When we walked into the reading room, which Kerry had spent all week filling with books from an antique shop, the woman seemed excited, but then after a minute, she asked if there was somewhere else we could go. She said the lighting was poor and that she wanted to see a place that really defined me as a leader, “a powerful player,” she said.

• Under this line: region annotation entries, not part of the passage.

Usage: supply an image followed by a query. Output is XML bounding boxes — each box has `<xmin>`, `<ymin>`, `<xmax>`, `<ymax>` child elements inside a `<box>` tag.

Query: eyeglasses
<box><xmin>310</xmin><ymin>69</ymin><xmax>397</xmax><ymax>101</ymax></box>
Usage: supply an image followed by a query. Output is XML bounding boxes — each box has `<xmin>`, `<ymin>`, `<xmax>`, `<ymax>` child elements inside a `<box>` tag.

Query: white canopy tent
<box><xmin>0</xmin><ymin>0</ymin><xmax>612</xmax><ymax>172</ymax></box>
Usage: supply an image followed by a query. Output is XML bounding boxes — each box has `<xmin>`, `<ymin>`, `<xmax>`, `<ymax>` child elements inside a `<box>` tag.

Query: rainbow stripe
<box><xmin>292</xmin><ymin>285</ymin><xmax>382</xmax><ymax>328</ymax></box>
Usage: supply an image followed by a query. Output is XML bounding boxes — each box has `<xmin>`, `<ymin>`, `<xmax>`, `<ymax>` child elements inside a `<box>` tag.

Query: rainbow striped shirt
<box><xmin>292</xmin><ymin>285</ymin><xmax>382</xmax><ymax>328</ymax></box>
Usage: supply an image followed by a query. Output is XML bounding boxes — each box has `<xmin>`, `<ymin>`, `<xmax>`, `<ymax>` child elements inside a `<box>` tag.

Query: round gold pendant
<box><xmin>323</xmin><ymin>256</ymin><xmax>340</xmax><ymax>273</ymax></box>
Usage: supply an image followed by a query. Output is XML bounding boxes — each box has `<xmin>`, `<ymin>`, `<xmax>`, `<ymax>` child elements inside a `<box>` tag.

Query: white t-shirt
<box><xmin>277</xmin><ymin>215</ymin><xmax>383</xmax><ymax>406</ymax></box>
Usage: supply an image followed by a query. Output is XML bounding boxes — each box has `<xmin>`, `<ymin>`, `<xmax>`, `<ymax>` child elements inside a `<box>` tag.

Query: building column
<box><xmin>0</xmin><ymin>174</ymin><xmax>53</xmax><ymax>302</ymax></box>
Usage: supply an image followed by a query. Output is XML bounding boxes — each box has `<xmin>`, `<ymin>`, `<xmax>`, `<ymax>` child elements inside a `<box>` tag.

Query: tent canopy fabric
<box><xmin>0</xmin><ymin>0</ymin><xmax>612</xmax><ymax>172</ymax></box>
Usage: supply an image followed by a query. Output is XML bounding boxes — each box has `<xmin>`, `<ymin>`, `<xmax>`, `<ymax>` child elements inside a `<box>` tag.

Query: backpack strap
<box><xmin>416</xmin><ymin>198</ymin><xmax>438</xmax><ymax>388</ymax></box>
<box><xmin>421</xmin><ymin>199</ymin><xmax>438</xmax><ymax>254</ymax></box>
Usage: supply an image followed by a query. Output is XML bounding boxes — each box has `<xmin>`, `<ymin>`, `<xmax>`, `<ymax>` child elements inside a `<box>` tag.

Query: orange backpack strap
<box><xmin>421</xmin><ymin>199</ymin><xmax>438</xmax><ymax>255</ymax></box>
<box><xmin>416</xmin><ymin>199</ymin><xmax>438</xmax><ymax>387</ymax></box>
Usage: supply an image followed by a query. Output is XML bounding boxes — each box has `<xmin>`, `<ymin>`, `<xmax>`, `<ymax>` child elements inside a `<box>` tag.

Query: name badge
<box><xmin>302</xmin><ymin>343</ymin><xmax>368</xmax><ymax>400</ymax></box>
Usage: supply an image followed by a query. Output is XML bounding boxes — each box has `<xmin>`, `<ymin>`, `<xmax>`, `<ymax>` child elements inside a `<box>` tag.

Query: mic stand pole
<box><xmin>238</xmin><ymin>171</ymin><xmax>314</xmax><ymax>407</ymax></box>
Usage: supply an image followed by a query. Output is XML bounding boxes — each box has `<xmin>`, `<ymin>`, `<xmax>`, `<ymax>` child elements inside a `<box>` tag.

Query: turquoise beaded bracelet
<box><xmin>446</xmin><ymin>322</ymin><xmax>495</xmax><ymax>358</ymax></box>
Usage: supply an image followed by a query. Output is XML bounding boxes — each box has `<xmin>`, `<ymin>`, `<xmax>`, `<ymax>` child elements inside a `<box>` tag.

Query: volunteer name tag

“Well the reading room is dignified and will show that he has a passion for culture,” Kerry said.

“Yeah, but something tells me there’s more to Jamison.” She smiled. “I know you’ve come a long way. I want to show that in the picture.”

Kerry crossed her hands over her chest.

“Well, there’s the baby grand in the great room,” I said. Kerry shot her eyes at me. She hated the piano. I’d always wanted a white baby grand, but Kerry thought it was gauche and in poor taste for the style of the house. She said it reeked of the nouveau riche, which I didn’t know meant newly rich until I said it to Damien the next day. We fought about it for years and finally my mother bought it for me for my birthday (with money I’d placed in her savings). She had it delivered to the house with a note saying, “A baby for my baby,” and Kerry said nothing else about the thing. She’d learned to play classical piano as a child, but I never once saw her sit down at the piano. And I couldn’t play, so it just collected dust. But it sure looked good.

“That’ll be great,” Marial replied. When we walked into the room, she went on and on about how great the lighting was and how the piano added to the contemporary edge in the room. To this Kerry gave little more than a lifeless grin.

“So, before we take the pictures, let me do the interview,” she went on. “I’ll need some quotes from you first, Kerry.”